The band was never shy or hesitant. They played as if Blood on the Fields had been in their repertoire every night for a decade. Sherman Irby’s alto sax was as ripe as a late summer peach. Special guest pianist Eric Reed was used sparingly but brought a joyful energy to every note, bouncing with jazz history one minute and playing moody abstractions the next, constantly finding holes in the sound of the score to fill. Carlos Henriquez (bass) and Ali Jackson (drums) were a constantly coiling and unspooling duo, setting up the insistent rhythms that Blood should be better known for. Jackson’s persuasion with his tambourine alone ought to get a Pulitzer.

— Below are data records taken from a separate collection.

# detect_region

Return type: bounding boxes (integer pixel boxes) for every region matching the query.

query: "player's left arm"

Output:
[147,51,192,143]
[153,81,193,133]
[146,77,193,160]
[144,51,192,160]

But for pure playing, there was Wynton. He is, of course, an unparalleled trumpet player. And most people know that he long ago supplemented his impeccable range and technique with a vocabulary of smears, growls, and vocalisms that make him as expressive and “dirty” as any of his New Orleans forebears. But on this Saturday night, playing a small number of feature spots in his greatest composition (because mostly he was conducting), he was in another realm. His playing was carefully synced to the score and band, of course, but it also floated beyond the score with expressive independence. I have never heard Marsalis so free and expressive. He played patterns outside the standard harmonies as he felt them, but he also whipped his lines back inside the lines at the last moment, creating a sense of thrill, like a magician pulling an untouched assistant out of a box riddled with swords.

A Great Performance, A Great Piece of Art

Seeing Blood on the Fields for the second time after so long confirmed that the work itself is brilliant, quite beyond a single performance.

Just as when I first experienced it, Blood on the Fields caught me up as a narrative, tersely but movingly conveyed. Even as Jesse is subjugated, he thinks of himself as the prince he used to be, and he dreams of commanding his own slaves. Leona needs Jesse’s strength but knows that it may be his downfall. But when he “softens”, she wonders if he will still be attractive to her.

But as with all great works of art, Blood on the Fields succeeds because it is an ideal conjunction of content and form. The music swings with joy, it sways with sex, it laments in blue tones, and it dances. It lives fully as a total history of jazz from Armstrong to Coltrane and beyond, and so it represents the true flowering of the dark legacy as it was reversed and redeemed by African-American imagination and achievement. Hearing the music as the capsule for the story of Jesse and Leona, the listener gets the joyful benefit of knowing that so much pain could be converted into brilliance eventually—the real blues lesson.

For anyone in the audience going through a hard time, and in some sense that could be and probably was every one of us, Blood on the Fields was advice and guidance; it was hope. When the lyrics of “Chant to Call the Indians Out” speak of “heal[ing] this wounded land”, the piece reaches out universally. As that section moves into a plaintive melody for fiddle over jazz piano, Blood on the Fields even seems larger than jazz and certainly larger than just one jazz trumpeter named “Wynton”. There is escape from pain and limit, it tells us, but only if we are humble. There is love to be found even amidst difficulty, but it exists because we are all imperfect. And the saxophones play with beauty, and the drums push every lick of the music into reverie, and the singers let go of their perfection to sound more human whenever they can.

At the conclusion of Blood on the Fields, the band sets up a New Orleans parade groove and begins stepping, moving off the stage in triumph, slowly: “Freedom’s in the trying, you just walk on through the door”. And the whole of the Rose Theater crowd had to do the same. We applauded for many minutes, on our feet, as we watch the musicians themselves parade behind the stage’s partly transparent back wall, clapping and chanting “Oh-ohhh, Lord!” and then we did, indeed, walk on through the door.

And you come out a different person than you were when you walked in. You’re lifted up by something great. And in this case, you wind up with your faith restored in something still being great over time, which really is the only kind of great that matters.

Blood on the Fields could change you. Even as it stays wonderfully the same.